The project, which is being developed under the Duhok Sustainable Energy Action Plan (SEAP), is part of the governatorate’s plan to deploy around 40 MW of renewable energy power generation capacity by 2030.
According to the UNDP, the Duhok region is currently being power by around 1,000 generators relying on fossil fuels and is suffering from chronic electricity shortages. “Establishing a solar park will stimulate the economy through private sector investments, create more jobs in green economy, and above all reduce pollution,” said UNDP representative in Iraq, Zena Ali-Ahmad.
The European Union has agreed to finance the project with $2 million, the UNDP specified.

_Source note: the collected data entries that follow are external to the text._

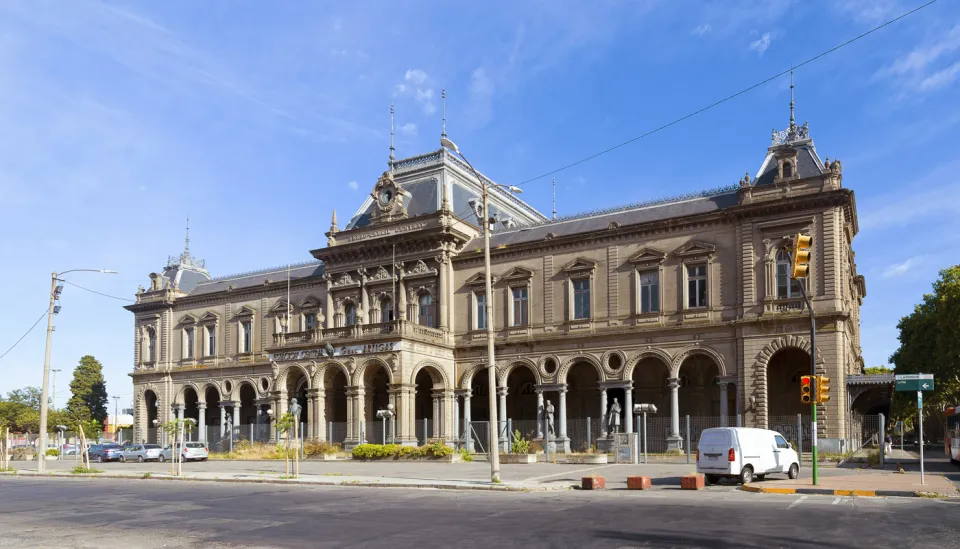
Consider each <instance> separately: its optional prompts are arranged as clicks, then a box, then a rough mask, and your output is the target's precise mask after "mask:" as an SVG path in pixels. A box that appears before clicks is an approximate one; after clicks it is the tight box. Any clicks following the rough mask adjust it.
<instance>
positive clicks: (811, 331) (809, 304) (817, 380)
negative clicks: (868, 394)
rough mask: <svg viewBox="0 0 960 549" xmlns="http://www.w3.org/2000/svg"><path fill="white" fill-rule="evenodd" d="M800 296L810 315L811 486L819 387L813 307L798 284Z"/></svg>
mask: <svg viewBox="0 0 960 549" xmlns="http://www.w3.org/2000/svg"><path fill="white" fill-rule="evenodd" d="M799 286H800V295H801V296H803V302H804V303H806V305H807V311H809V313H810V375H812V376H814V377H813V379H814V380H815V381H814V384H815V386H814V387H811V393H812V395H813V397H814V398H812V399H811V401H812V402H811V403H810V408H811V413H812V417H811V427H810V448H811V450H810V451H811V453H812V455H813V468H812V470H813V485H814V486H816V485H818V484H820V472H819V469H818V466H817V400H819V395H820V386H819V380H818V379H817V377H816V375H817V319H816V318H815V317H814V316H813V306H812V305H811V304H810V298H809V297H807V291H806V290H804V289H803V284H800V285H799Z"/></svg>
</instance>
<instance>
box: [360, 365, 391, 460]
mask: <svg viewBox="0 0 960 549" xmlns="http://www.w3.org/2000/svg"><path fill="white" fill-rule="evenodd" d="M389 389H390V373H389V371H388V370H387V367H386V366H384V365H383V364H380V363H370V364H368V365H367V367H366V368H365V369H364V370H363V406H364V408H363V416H364V419H365V422H366V424H365V425H363V436H362V437H361V438H362V439H365V440H366V441H367V442H371V443H375V444H386V437H387V434H388V433H385V432H384V425H383V421H382V420H380V419H377V410H385V409H386V408H387V404H389V403H390V393H389ZM387 429H388V430H389V427H387Z"/></svg>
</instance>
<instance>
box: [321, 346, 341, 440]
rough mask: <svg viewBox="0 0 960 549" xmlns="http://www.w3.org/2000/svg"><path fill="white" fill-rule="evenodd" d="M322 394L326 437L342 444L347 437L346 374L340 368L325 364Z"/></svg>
mask: <svg viewBox="0 0 960 549" xmlns="http://www.w3.org/2000/svg"><path fill="white" fill-rule="evenodd" d="M323 394H324V399H323V402H324V411H323V417H324V418H325V419H326V421H327V427H328V429H327V431H328V432H327V437H328V439H329V441H330V442H332V443H334V444H343V442H344V441H345V440H346V439H347V375H346V374H345V373H344V371H343V369H342V368H340V367H337V366H336V365H333V364H331V365H329V366H327V368H326V370H325V371H324V372H323Z"/></svg>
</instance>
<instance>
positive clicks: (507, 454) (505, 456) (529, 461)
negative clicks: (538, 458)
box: [500, 454, 537, 465]
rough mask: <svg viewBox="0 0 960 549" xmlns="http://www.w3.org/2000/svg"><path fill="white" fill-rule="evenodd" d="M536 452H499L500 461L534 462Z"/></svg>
mask: <svg viewBox="0 0 960 549" xmlns="http://www.w3.org/2000/svg"><path fill="white" fill-rule="evenodd" d="M536 462H537V454H500V463H504V464H510V465H516V464H520V463H523V464H526V463H536Z"/></svg>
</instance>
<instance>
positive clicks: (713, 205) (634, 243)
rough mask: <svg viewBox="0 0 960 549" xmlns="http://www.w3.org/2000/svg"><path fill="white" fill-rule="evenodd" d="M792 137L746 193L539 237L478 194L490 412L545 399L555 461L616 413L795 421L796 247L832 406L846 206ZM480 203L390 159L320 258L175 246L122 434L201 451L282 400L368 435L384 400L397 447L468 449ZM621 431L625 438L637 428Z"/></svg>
mask: <svg viewBox="0 0 960 549" xmlns="http://www.w3.org/2000/svg"><path fill="white" fill-rule="evenodd" d="M791 129H792V132H793V133H790V131H791V130H790V129H788V131H787V132H785V133H782V134H780V135H779V137H778V135H777V134H775V139H774V144H773V145H772V146H771V147H769V149H768V150H767V155H766V158H765V160H764V162H763V165H762V167H761V169H760V171H759V174H758V176H757V178H756V179H755V180H751V178H750V176H749V175H747V176H746V177H744V178H743V179H742V180H741V181H740V182H739V184H737V185H733V186H731V187H727V188H723V189H719V190H716V191H709V192H703V193H697V194H694V195H690V196H686V197H680V198H676V199H671V200H662V201H656V202H650V203H645V204H637V205H631V206H625V207H622V208H617V209H611V210H608V211H601V212H594V213H590V214H584V215H579V216H572V217H569V218H564V219H560V220H552V221H551V220H547V219H546V218H545V217H544V216H542V215H541V214H539V213H538V212H536V211H535V210H534V209H533V208H531V207H530V206H528V205H526V204H524V203H523V202H521V201H519V200H518V199H516V198H515V197H513V196H512V195H509V194H508V193H506V192H504V191H502V190H500V189H499V188H496V187H490V189H491V213H492V218H493V219H494V220H495V221H496V223H495V225H496V226H495V228H494V233H493V235H492V236H491V261H492V269H491V271H492V275H493V278H494V283H493V290H492V295H491V300H492V303H493V315H492V318H490V319H489V321H491V322H492V323H493V327H494V333H495V337H496V342H495V343H496V353H497V364H496V377H497V380H498V381H497V385H498V387H497V403H498V407H499V412H500V414H499V417H500V418H501V419H504V418H507V417H509V418H511V419H512V420H516V421H518V422H523V421H531V422H532V421H533V420H539V419H542V410H543V406H544V402H545V399H546V400H550V401H551V402H552V403H555V404H556V405H557V411H556V416H557V420H556V422H557V442H558V443H560V445H561V446H562V447H563V448H564V449H565V450H567V451H569V450H570V449H571V436H569V434H568V429H567V426H568V421H573V420H575V419H576V420H581V419H583V418H587V417H592V418H601V419H603V418H604V416H605V414H606V412H607V410H608V409H609V404H610V403H611V402H612V399H613V398H618V401H619V403H620V404H621V407H622V409H624V410H631V409H632V405H633V404H634V403H639V402H649V403H654V404H656V405H657V406H658V407H660V408H661V409H662V410H663V413H664V414H669V416H670V417H671V422H670V423H671V425H670V429H669V435H668V441H669V443H670V445H671V446H673V447H679V446H680V444H681V438H680V436H679V435H680V424H679V421H680V419H679V418H680V417H681V416H682V415H694V416H711V417H716V418H718V420H717V421H718V424H730V422H733V421H735V419H734V418H735V416H738V415H739V416H740V417H742V420H743V421H744V422H745V424H746V425H755V426H767V425H769V424H770V421H771V418H772V417H774V416H789V415H794V416H795V415H796V414H798V413H805V412H806V411H807V410H805V409H803V408H801V406H800V403H799V383H798V381H797V379H796V377H797V376H798V375H801V374H805V373H808V372H809V370H810V359H809V353H810V352H811V345H810V341H809V339H810V331H809V329H810V322H809V316H808V311H807V310H806V309H805V306H804V303H803V300H802V299H801V298H800V295H799V288H797V286H796V283H795V282H790V281H789V280H787V279H786V277H785V276H784V273H785V268H786V263H785V259H784V256H783V254H782V252H781V250H782V249H783V248H784V247H785V246H787V245H788V244H789V242H790V238H791V237H792V236H793V235H795V234H796V233H798V232H803V233H806V234H810V235H811V236H813V239H814V247H813V251H814V253H813V256H812V260H811V272H812V273H813V276H811V277H810V278H809V280H808V281H807V286H806V289H807V291H808V293H809V294H810V296H811V300H812V303H813V308H814V311H815V314H816V321H817V340H816V357H817V364H818V371H819V372H821V373H825V374H826V375H828V376H829V377H831V378H832V379H833V380H834V387H837V388H842V387H843V386H844V379H845V377H846V376H847V375H850V374H857V373H860V372H861V371H862V367H863V365H862V359H861V352H860V341H859V307H860V303H861V301H862V299H863V298H864V297H865V294H866V289H865V283H864V279H863V277H862V276H860V275H858V274H857V271H856V263H855V260H854V259H855V256H854V252H853V247H852V242H853V238H854V236H855V235H856V233H857V217H856V205H855V201H854V195H853V192H852V191H851V190H848V189H846V188H844V187H843V185H842V172H841V165H840V162H839V161H834V162H832V163H831V162H829V160H828V161H827V163H824V162H823V161H821V160H820V158H819V156H818V155H817V153H816V150H815V148H814V147H813V142H812V140H811V139H809V137H808V136H807V134H806V127H805V126H804V127H803V128H800V127H797V126H794V125H793V124H792V122H791ZM485 182H486V183H491V184H492V182H489V180H486V181H485ZM481 189H482V187H480V184H479V183H478V182H477V181H476V178H475V177H474V176H473V175H472V173H471V172H470V171H469V170H468V169H467V167H466V166H465V165H464V164H463V163H461V162H459V161H458V160H457V159H456V158H455V157H454V156H453V155H452V154H450V153H449V152H448V151H446V150H439V151H436V152H433V153H429V154H426V155H422V156H419V157H414V158H410V159H406V160H401V161H398V162H393V161H391V164H390V169H389V170H388V171H387V172H385V173H384V174H383V176H381V177H380V178H379V180H378V181H377V183H376V184H375V185H374V186H373V191H372V192H371V194H370V197H369V198H368V199H367V200H366V202H365V203H364V204H363V205H362V206H361V208H360V210H359V211H358V213H357V214H356V215H355V216H354V217H353V218H352V219H351V221H350V222H349V223H348V225H347V226H346V227H345V228H344V229H342V230H341V229H340V228H339V227H338V224H337V220H336V213H334V218H333V223H332V225H331V229H330V231H329V232H328V233H327V237H328V242H327V246H325V247H322V248H319V249H316V250H313V251H312V252H311V254H312V255H313V257H314V258H315V261H313V262H310V263H304V264H300V265H296V266H291V267H289V268H280V269H274V270H264V271H258V272H254V273H248V274H243V275H236V276H231V277H223V278H218V279H210V278H209V275H207V274H206V271H205V269H204V268H203V266H202V265H199V266H198V264H197V263H198V262H197V261H196V260H194V259H193V258H192V257H191V256H190V255H189V250H187V251H186V252H185V254H184V255H182V256H181V257H180V258H179V259H171V261H170V264H169V265H168V266H167V269H165V270H164V272H163V273H162V274H153V275H151V286H150V288H149V289H141V291H140V292H138V294H137V303H136V304H134V305H130V306H128V307H127V308H128V309H129V310H130V311H132V312H133V313H135V321H134V326H135V337H134V371H133V373H132V377H133V382H134V387H135V395H136V397H135V398H136V400H135V415H136V429H137V436H138V437H139V438H143V439H146V438H148V434H149V433H150V432H151V428H152V426H153V424H154V420H157V422H158V423H159V422H162V421H164V420H166V419H169V418H171V417H173V416H174V415H177V414H180V415H187V416H191V417H194V418H195V419H199V420H200V423H202V424H205V425H207V426H208V429H204V430H202V433H201V435H200V436H201V437H207V436H211V435H210V433H211V432H219V431H221V428H224V425H226V426H229V425H234V428H238V426H240V425H247V424H253V423H258V422H263V421H268V419H267V418H268V417H269V418H276V417H277V415H278V414H283V413H285V412H286V410H287V407H288V403H289V400H290V398H292V397H294V396H296V397H297V398H298V399H300V402H301V404H302V405H303V412H302V415H301V418H302V421H303V423H304V424H305V428H306V431H305V435H306V436H307V437H310V438H320V439H324V440H335V441H338V442H344V443H346V445H347V446H348V447H349V446H352V445H354V444H357V443H359V442H361V441H363V440H368V439H374V438H376V437H373V436H370V435H371V433H373V432H374V431H375V430H376V429H377V427H378V425H379V420H377V419H376V413H377V411H378V410H382V409H385V408H386V407H387V405H388V404H391V405H393V409H394V410H395V411H396V418H395V429H394V431H393V434H394V435H395V436H396V439H397V441H398V442H400V443H403V444H415V443H416V442H417V440H418V439H419V440H420V441H421V442H422V441H423V440H425V439H428V438H429V439H435V438H439V439H442V440H444V441H446V442H448V443H454V442H455V441H456V440H458V439H460V438H461V437H462V436H463V425H465V424H466V423H469V422H471V421H473V422H478V421H480V422H482V421H485V419H486V410H487V409H488V406H487V398H488V397H487V395H489V388H488V386H487V383H486V375H477V374H478V373H483V374H485V373H486V372H485V368H484V367H485V363H486V344H487V337H488V336H487V330H486V325H485V322H486V321H487V320H488V319H486V318H485V316H486V315H485V312H484V307H483V303H484V301H483V300H484V296H485V292H484V284H483V283H484V277H483V275H484V268H483V254H482V247H483V238H482V234H481V231H480V229H479V228H478V225H479V224H480V223H479V222H478V219H480V218H482V216H477V215H475V214H476V212H477V206H478V204H479V197H480V195H481V192H482V190H481ZM465 212H468V214H466V215H465ZM831 396H832V400H831V401H830V402H829V403H828V404H826V405H824V406H822V408H821V410H820V414H821V415H820V419H821V423H820V436H821V437H826V438H845V437H847V436H848V433H847V432H846V425H845V413H844V410H846V402H845V392H844V391H843V390H842V389H840V390H837V389H833V390H832V391H831ZM267 410H270V416H268V415H267ZM424 418H426V419H428V426H427V427H426V428H425V427H423V426H422V425H423V423H422V422H423V419H424ZM621 425H622V428H623V430H625V431H627V432H632V431H633V430H634V425H633V418H632V414H630V413H625V414H624V416H623V422H622V423H621ZM605 426H606V423H605V422H604V421H601V422H600V432H599V433H596V434H597V435H599V436H600V437H603V436H605V435H606V427H605ZM211 428H212V430H211ZM331 428H333V431H331ZM258 429H259V427H258ZM263 429H264V431H265V432H268V433H271V435H270V436H273V435H272V433H273V432H274V431H273V430H272V428H269V429H268V428H267V427H266V426H264V427H263ZM425 429H426V432H425ZM334 431H335V432H334ZM542 435H543V433H542V428H541V425H540V424H539V423H538V424H537V426H536V436H537V437H540V436H542ZM149 436H153V435H149ZM378 436H381V437H382V435H378ZM470 444H471V445H472V442H470ZM573 449H576V448H573Z"/></svg>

The semi-autonomous Kurdistan Region of Iraq (KRI) is one of the country’s more vulnerable areas in terms of energy security, although several gas and oil fields are present in the area.
Iraq began taking its first steps into solar energy in January 2019, when the United Nations Development Program (UNDP) started a search for consultants to help draw up a national PV policy. Later in May, Iraq’s Ministry of Electricity began procurement of seven PV power projects with a combined capacity of 755 MW.
According to the latest statistics from the International Renewable Energy Agency, the country had only 37 MW of installed solar power at the end of 2018.